Talking with Mita Mahato about Short Run, the "perfect model of a festival"

Back in August, I interviewed Short Run Festival cofounder Eroyn Franklin about her decision to step down from leadership of the small press, zine, and comics expo. With this year's Short Run Comix and Arts Festival around the corner — events are happening all week long, with the big show arriving this Saturday — I wanted to interview current Short Run leadership about what to expect at this year's festival and in the years ahead.

Aside from Franklin and Short Run cofounder Kelly Froh, Mita Mahato is probably the local cartoonist most associated with the festival. Mahato, who makes beautiful cut-paper comics that are unlike anything anyone else is doing, has slowly become an indispensable part of Short Run.

We'll be running more interviews with Short Run board members throughout the day, so check back for more previews of the festival this aternoon.

When did you join the Short Run board?

I was brought onto the board back in 2014 when when Kelly and Eroyn applied for nonprofit status for Short Run. I had been exhibiting since the second year of Short Run. For me, coming into the comic scene in Seattle, it was just such an exciting community. There's so much support and so much excitement about everybody's projects and I knew that Short Run was a big part of that.
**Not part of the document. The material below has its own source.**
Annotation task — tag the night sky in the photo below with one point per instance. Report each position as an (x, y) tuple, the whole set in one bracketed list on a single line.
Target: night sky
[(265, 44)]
So when Kelly and Eroyn started talking about making it a fully fledged organization that's largely women-run, that was just really exciting to me. So I became a part of the board and served as secretary. When Eroyn left, Kelly and I talked about whether it made sense for me to move into the role of chair. And that's the role that I've been in this past year.

A few months ago, I did a sort of exit interview with Eroyn about leaving her role at the organization. So could you talk a little bit about what it's been like working on Short Run without her for the first time?

I think one of the big things is that we collectively decided that we don't want to change. Kelly and Eroyn developed the perfect model for a festival back before it was even an organization in 2011, and so a lot of what we're doing as a board is trying to maintain the vision of that.

We want to keep Short Run a place for voices and perspectives. And when I say "voices and perspectives," I mean in aesthetics as well as personal backgrounds that we don't see in mainstream or widely publicized comics. And so a lot of what we've been doing since Eroyn has left is trying to kind of cultivate that vision, especially as the organization is growing. We have our opportunity to bring in bigger names, but we also want to make sure that we're finding ways for new voices and underrepresented communities to have inroads and a platform at Short Run.

Can you talk a little bit about what you're looking forward to at this year's festival? Bearing in mind, of course, that the exhibitors are all your babies and you love them all equally.

What I'm really excited about is we're sponsoring a teen table at this year's fest. We're going to have teens from Foundry 10 and the Henry Teen Art Collective sharing a table and showcasing their projects. It's such an exciting opportunity to have them share their work with other exhibitors to get some informal mentoring.

And something that I'm really excited about, too, is that it gives the opportunity for the teens and kids who are coming to the show to see that this is something they can do, too. We're trying to expand our education programming and reach out to the next generation of comics- and zine-makers, so we're really excited about the teens being there.

And you specifically are debuting a new book at the festival, right?

I am, which is the main thing that I'm spending my time on today. I conceived of it initially as a sequel to my book, Sea, which I made in 2015 and which was very much about honoring the silence of the seas and trying to get out of the way we communicate as humans by thinking about how whales communicate .

I was, as I think many of us were, deeply affected by the story of the Orca, J50 the Orca baby, and her mother's grieving. I was trying to figure out what my response was to this. And so it's a book similar to Sea but instead of silence it's acknowledging the noise and the undeniable presence of humans when it comes to the oceans. It's called Lullaby and it is one of the saddest things that I've worked on.